The Church's concern over the RTB dealing a blow to the institution of marriage and concept of family ties, is, however, not altogather misfounded. But it should be borne in mind that the use or abuse of best human advancements rests solely with human conscience. Unlike Cardinal Vithayathil I don't label such attempts as "playing God with science" but moving closer to 'God through science'.

Tuesday, June 8, 2010

Injustice upheld

I am ashamed, embarrassed and bewildered at the blatant, government abetted mockery of the Indian judicial system. The lapse of 25 long years has, perhaps, reduced the status of the victims of the Bhopal gas tragedy to inconsequential stastics and numbers in the eyes of the Indian Government. The local court's verdict awarding the 7 accused a jail term of 2 years and a fine of Rs 1 lakh for the world's worst industrial disaster, which killed 15,134 and maimed 5.7 lakh people, was a stinging slap on the faces of those who had hoped that justice delayed wouldn't translate into justice denied.
As skeletons in the government cupboard begin to rattle, the fact that justice has been violated wilfully by those occupying the highest echelons of power, leaves one thunderstruck.

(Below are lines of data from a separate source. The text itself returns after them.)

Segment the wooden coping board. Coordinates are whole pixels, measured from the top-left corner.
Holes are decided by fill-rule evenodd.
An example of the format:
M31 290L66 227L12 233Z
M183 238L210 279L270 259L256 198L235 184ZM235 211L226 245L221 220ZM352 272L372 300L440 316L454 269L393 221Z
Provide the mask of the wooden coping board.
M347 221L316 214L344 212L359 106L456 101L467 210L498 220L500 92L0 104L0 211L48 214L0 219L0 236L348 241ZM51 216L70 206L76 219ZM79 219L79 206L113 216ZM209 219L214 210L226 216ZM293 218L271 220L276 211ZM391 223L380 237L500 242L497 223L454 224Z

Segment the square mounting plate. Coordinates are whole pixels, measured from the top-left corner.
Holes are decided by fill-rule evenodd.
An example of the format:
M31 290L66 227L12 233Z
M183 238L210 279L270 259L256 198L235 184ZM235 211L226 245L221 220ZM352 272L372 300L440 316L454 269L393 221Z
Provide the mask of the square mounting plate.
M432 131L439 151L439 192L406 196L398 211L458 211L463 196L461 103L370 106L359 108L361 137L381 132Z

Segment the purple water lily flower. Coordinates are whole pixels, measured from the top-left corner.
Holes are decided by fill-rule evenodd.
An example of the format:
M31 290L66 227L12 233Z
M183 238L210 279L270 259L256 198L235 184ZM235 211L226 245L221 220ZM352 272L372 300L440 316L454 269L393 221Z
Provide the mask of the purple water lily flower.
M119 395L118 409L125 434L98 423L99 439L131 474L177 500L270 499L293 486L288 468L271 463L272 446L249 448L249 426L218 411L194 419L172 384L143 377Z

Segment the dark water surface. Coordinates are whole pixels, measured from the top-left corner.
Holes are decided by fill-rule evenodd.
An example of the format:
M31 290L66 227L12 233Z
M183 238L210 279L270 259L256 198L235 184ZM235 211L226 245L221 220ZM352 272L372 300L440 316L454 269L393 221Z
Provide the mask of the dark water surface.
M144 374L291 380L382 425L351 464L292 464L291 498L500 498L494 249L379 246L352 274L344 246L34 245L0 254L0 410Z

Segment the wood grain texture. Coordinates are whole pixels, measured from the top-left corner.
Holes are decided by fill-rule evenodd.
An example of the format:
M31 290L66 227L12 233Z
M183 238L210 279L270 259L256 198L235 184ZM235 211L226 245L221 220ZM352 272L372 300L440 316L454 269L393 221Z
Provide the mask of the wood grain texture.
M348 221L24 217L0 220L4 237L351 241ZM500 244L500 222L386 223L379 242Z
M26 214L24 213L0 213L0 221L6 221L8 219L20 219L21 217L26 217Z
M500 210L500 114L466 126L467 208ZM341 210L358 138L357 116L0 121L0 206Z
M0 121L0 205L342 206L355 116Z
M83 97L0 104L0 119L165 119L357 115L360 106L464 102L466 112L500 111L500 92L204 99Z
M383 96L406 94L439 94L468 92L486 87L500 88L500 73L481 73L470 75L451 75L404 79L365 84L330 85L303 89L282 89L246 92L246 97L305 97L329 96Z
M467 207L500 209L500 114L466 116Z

PM Narasimha Rao's government's express orders to the CBI not to press for the extradition of Warren Anderson, CEO of the Union Carbide (UC), who was bailed out within six hours of his arrest and flown out of India, the paltry compensation of Rs 705 crore, reached after much haggling over the number of actual victims, the rejection of victms' plea to the welfare commissioner of Bhopal for payment of compensation as per the value of dollar in 1989... seems a concerted and premeditated effort to ensure that justice was never done to the dead as well as the survivors of this disaster.
The newspapers are replete with grotesque pictures of the 1984 tragedy, whose proportion has been described akin to a 'chemical warfare' by veteran photographer Raghu Rai in a leading English daily. Going by the reports, death came to the more fortunate. For most of the survivors, afflicted with indescribable physical deformities, life became a perfect hell. Birth defects, resulting from the methyl isocyanate leakage, continue till this day serving as a callous reminder of the havoc wreaked by the carelessness of UCL officials on the intervening night of December 2-3, 1984.
Ninety-year-old Warren Anderson lives in plush mansion in the Swish Long Island neighbourhood of Bridegehampton, seccure that he will never be called to face justice in a human court of law. The United States only worry is that the Bhopal case might undo it's carefully nurtured ties with India. So, the accused is safe and sound in his country and the victims remain victims forever in their land, justice never died a more ignominous death.